A question: what is the incidence rate in Kenya and Uganda? How does that compare to the incidence seen in this study? Are they equivalent? If the incidence rate in the study in both arms is less than the background incidence of the general population, it means the overall intervention of frequent clinic visits, reminders, "selection bias" of being a trials participant and other factors all figure in to the outcome. Here - http://www.avert.org/africa-hiv-aids-statistics.htm Kenya - 6.3% incidence. According to http://www.aidsmeds.com/articles/hiv_prep_truvada_2636_20846.shtml In the Partners Prep study, 4,758 patients 78 total infections or an incidence OVERALL of what? 1.6%? This means the program ITSELF helped bring down the incidence dramatically.
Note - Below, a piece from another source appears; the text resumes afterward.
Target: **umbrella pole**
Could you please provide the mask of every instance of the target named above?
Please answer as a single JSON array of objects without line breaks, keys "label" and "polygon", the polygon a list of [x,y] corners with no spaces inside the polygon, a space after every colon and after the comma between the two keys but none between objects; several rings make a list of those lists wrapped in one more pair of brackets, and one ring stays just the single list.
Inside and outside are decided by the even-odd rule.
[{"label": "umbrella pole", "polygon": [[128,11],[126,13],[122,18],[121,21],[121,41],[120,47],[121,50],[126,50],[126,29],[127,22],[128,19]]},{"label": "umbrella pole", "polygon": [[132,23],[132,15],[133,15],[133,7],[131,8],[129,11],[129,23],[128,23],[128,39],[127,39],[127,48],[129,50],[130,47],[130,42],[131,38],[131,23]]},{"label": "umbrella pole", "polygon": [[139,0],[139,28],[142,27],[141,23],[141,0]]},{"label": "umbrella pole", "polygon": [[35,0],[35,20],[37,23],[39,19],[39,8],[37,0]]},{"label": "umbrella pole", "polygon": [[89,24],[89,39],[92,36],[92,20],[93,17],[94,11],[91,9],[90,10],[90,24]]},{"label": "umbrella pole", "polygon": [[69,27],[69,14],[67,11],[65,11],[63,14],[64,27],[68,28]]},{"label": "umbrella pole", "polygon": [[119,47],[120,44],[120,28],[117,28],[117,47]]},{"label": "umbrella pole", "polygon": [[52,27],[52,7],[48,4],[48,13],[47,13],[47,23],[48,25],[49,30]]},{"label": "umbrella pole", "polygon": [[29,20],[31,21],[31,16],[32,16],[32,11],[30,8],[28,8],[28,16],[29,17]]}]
The ABSOLUTE risk produced by either tenofovir alone or the combination is really rather marginal for a very costly, toxic drug. Again--I say THIS form of PrEP is more hype than hope.

July 21, 2011

GeorgeCarter

This is a good article, and John, you clarify the essential feature of THIS form (tenofovir/emtricitabine) of PrEP: it only works with extremely high adherence. And therein lies the rub. A "responder analysis" can be informative but it can also be misleading (which is why "intent-to-treat" is a more rigorous and accurate approach). The 42% figure from iprex may more accurately reflect real world outcomes--IF the approach is considered "generalizable" to at-risk populations. And indeed, it may well be that it fares worse among the at-risk population as they do not have the kind of intensive relationship with a clinic to make it practical as was available to trial participants. This and the limited funds available for prevention and treatment programs as they exist now deeply concerns me. As a marginally useful tool in the prevention toolkit, this form of PrEP runs the risk of trying to "medicalize" (i.e., here's your pill, good-bye we're busy) prevention, reducing funds for paying the people we need to do counseling, and the funds needed for testing, syringe access, for free condoms and safe lube and public programs to help reduce stigma and discrimination. Finally and foremost, I find it astonishing and despicable that all these trials in developing nations are being done given the severely unlikely eventuality that this form of prep will be available to those people, especially in light of the fact that least 10 million (more if you raise the CD4 count cutoff) HIV+ are CLINICALLY eligible for ARV and they are not receiving treatment. Regan's comment rings all the more true: this is just a cynical ploy by Gilead to corner the western market at $12,000/pt/year and heck, whatever they can suck up from Africa, in typical "Confessions of an Economic Hit Man" style. To the extent this form of PrEP is available to the small population of HIV-negative at-risk people who are also willing and able to sustain the high level of adherence (and the high cost), it is a tool for prevention....that may well take treating 45 people to prevent one infection. Thus, a minor tool hardly worth all the hoopla it is being accorded.